(takes about ten minutes to run without cache)
To cite the hyper2 package in publications, please use
Hankin (2017). Here I use the hyper2 package to quantify the
strength of a circular rock-paper-scissors effect using the hyper2
package, improving on previous results (West and Hankin 2008) which merely
established its existence. I use two datasets, a three-player
scoreline and a synthetic dataset referring to wear on a seven-tooth
gear wheel.
Consider the following dataset:
chess_table <- as.matrix(read.table("chess.txt"))

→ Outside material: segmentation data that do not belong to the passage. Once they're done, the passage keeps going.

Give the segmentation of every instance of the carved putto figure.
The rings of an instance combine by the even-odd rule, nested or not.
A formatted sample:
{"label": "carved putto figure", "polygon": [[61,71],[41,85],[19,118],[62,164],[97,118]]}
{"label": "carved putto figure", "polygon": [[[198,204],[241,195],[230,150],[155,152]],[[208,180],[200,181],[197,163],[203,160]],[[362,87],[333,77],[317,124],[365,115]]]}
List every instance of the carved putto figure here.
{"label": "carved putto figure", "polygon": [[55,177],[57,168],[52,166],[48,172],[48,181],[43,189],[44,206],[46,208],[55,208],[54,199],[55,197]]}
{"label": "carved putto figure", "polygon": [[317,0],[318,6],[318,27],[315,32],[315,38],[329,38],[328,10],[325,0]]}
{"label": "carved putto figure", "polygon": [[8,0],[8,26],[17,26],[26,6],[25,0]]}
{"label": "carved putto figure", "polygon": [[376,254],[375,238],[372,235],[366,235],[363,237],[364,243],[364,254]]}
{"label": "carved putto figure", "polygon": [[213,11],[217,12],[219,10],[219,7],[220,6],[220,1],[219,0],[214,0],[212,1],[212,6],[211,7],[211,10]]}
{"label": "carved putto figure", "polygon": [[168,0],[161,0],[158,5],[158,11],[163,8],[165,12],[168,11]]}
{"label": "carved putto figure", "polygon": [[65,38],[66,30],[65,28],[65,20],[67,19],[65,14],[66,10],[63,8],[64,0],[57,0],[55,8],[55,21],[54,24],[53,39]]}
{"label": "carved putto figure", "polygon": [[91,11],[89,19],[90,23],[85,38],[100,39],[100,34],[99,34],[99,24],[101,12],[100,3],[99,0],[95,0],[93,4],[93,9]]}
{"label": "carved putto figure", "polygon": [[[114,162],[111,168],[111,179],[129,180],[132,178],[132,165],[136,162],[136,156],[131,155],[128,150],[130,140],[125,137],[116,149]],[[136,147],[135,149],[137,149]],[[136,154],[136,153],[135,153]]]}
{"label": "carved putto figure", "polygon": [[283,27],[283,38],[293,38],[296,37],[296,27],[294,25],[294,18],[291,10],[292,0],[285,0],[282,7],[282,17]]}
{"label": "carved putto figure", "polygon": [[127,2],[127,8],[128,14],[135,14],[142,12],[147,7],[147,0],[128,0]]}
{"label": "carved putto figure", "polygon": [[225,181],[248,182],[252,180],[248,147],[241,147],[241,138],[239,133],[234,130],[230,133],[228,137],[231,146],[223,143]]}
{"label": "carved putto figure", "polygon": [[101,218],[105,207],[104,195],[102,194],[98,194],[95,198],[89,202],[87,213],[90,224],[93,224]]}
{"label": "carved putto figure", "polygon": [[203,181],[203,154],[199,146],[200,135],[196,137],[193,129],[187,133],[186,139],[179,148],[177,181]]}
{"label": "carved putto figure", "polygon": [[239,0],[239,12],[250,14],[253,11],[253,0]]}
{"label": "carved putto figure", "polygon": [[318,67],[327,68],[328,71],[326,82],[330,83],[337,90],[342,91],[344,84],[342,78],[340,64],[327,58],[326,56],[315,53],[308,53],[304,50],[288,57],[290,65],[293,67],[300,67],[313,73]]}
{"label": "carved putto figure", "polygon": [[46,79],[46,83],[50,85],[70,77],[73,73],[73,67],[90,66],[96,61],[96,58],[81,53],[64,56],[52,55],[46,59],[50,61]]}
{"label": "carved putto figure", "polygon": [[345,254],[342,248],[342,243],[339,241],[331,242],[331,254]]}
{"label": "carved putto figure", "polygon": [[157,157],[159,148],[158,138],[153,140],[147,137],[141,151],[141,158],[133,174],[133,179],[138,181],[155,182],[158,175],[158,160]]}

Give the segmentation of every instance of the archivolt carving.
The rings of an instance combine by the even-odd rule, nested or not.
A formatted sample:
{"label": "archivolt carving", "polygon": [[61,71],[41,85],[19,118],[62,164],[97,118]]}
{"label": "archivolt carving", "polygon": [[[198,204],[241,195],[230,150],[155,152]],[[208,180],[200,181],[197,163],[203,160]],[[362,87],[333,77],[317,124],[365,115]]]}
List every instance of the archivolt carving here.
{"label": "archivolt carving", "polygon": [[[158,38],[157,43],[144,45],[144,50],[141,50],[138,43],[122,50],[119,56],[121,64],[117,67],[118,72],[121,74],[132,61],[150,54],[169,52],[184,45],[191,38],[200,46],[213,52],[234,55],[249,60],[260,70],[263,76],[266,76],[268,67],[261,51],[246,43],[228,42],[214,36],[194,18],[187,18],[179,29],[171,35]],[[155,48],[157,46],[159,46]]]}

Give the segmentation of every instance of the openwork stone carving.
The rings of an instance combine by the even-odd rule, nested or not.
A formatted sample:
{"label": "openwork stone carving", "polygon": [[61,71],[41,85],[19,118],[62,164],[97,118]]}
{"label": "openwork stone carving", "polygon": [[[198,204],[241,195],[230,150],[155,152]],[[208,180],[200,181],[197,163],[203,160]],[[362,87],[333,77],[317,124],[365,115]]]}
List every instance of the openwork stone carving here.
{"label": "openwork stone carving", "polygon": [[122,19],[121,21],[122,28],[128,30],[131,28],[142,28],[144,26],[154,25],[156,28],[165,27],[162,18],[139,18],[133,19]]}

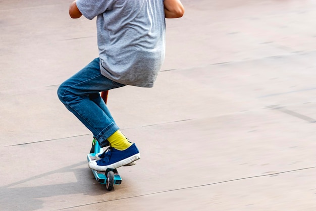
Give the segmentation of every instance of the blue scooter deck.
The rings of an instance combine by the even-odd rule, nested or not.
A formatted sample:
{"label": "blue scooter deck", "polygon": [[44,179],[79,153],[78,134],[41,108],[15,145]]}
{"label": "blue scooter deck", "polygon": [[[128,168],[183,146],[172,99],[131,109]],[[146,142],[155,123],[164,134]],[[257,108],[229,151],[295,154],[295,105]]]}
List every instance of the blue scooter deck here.
{"label": "blue scooter deck", "polygon": [[[88,154],[87,155],[88,162],[94,160],[95,156],[95,153],[90,153],[90,154]],[[114,173],[114,184],[119,185],[122,183],[122,178],[119,174],[118,170],[116,169],[108,169],[106,172],[100,172],[93,169],[91,169],[91,170],[93,173],[93,175],[94,175],[95,179],[100,184],[107,184],[107,180],[108,179],[107,175],[108,174],[108,172],[109,171],[113,172]]]}

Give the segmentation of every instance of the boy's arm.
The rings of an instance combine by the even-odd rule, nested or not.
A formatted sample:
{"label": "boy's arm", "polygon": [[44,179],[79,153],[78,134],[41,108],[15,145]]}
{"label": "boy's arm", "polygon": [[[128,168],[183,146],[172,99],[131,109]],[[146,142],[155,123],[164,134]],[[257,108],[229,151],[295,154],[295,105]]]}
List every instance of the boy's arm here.
{"label": "boy's arm", "polygon": [[181,18],[184,14],[184,8],[180,0],[165,0],[165,17],[166,18]]}
{"label": "boy's arm", "polygon": [[76,1],[75,0],[69,6],[69,15],[71,18],[79,18],[82,15],[77,7]]}

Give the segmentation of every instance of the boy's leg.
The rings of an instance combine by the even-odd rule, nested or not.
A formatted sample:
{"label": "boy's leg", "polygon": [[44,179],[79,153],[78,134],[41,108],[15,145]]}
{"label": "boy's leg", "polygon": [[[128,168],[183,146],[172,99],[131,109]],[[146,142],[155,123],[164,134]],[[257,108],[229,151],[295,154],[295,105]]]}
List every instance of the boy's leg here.
{"label": "boy's leg", "polygon": [[[101,75],[99,62],[98,58],[94,60],[63,83],[58,89],[58,96],[66,107],[92,132],[100,145],[104,146],[109,143],[113,145],[115,148],[111,151],[114,152],[115,155],[112,156],[113,159],[110,161],[110,163],[109,161],[107,162],[99,161],[99,164],[94,164],[95,166],[101,165],[104,169],[104,166],[113,165],[114,162],[118,162],[118,165],[126,165],[126,163],[129,161],[129,158],[126,160],[126,156],[131,153],[137,154],[136,157],[138,159],[139,153],[134,144],[133,147],[129,148],[132,144],[119,130],[119,127],[99,94],[100,91],[124,85],[113,81]],[[120,153],[122,154],[120,155]],[[105,160],[107,160],[106,157],[107,156]],[[123,163],[121,162],[121,159],[124,160]],[[135,159],[133,157],[132,159]],[[118,165],[118,164],[114,164],[116,167]],[[90,166],[89,164],[89,167],[93,169],[98,168],[93,167],[93,165]]]}

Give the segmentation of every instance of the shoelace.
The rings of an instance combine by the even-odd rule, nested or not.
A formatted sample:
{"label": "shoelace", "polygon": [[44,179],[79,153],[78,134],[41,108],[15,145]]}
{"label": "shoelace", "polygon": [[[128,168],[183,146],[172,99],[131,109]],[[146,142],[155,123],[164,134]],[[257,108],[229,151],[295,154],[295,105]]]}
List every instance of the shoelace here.
{"label": "shoelace", "polygon": [[112,148],[113,147],[111,147],[111,146],[108,147],[104,152],[99,155],[99,157],[103,161],[109,162],[109,161],[112,155]]}

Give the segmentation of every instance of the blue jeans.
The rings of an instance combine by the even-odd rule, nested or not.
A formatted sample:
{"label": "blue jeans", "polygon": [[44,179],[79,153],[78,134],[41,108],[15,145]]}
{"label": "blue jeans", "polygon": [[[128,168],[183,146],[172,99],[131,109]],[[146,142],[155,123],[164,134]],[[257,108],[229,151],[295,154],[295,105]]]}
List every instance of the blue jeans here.
{"label": "blue jeans", "polygon": [[58,90],[59,99],[68,110],[92,132],[101,146],[119,130],[99,92],[125,86],[101,75],[96,58],[65,81]]}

dimnames(chess_table) <- list(
match=c("T_vs_A","A_vs_K","T_vs_K"),
player=c("Topalov","Anand","Karpov"))
chess_table
## player
## match Topalov Anand Karpov
## T_vs_A 22 13 NA
## A_vs_K NA 23 12
## T_vs_K 8 NA 10
This is documented in chess.Rd and shows that Topalov played Anand
\(22+13=35\) times, winning 22 and losing 13 matches. The corresponding
likelihood function is chess:
chess <- saffy(chess_table)
chess
## log(Anand^36 * (Anand + Karpov)^-35 * (Anand + Topalov)^-35 * Karpov^22
## * (Karpov + Topalov)^-18 * Topalov^30)
chess_maxp <- maxp(chess)
chess_maxp
## Topalov Anand Karpov
## 0.4036108 0.3405168 0.2558723
(we refer to this as the “TAK” model). We might ask whether there is evidence for the players having differing strengths:
equalp.test(chess)
##
## Constrained support maximization
##
## data: chess
## null hypothesis: Topalov = Anand = Karpov
## null estimate:
## Topalov Anand Karpov
## 0.3333333 0.3333333 0.3333333
## (argmax, constrained optimization)
## Support for null: -60.99695 + K
##
## alternative hypothesis: sum p_i=1
## alternative estimate:
## Topalov Anand Karpov
## 0.4036108 0.3405168 0.2558723
## (argmax, free optimization)
## Support for alternative: -60.06174 + K
##
## degrees of freedom: 2
## support difference = 0.9352125
## p-value: 0.3925025
Thus we fail to reject \(H_0\colon p_T=p_A=p_K\) under T-A-K as the p-value is about 0.39.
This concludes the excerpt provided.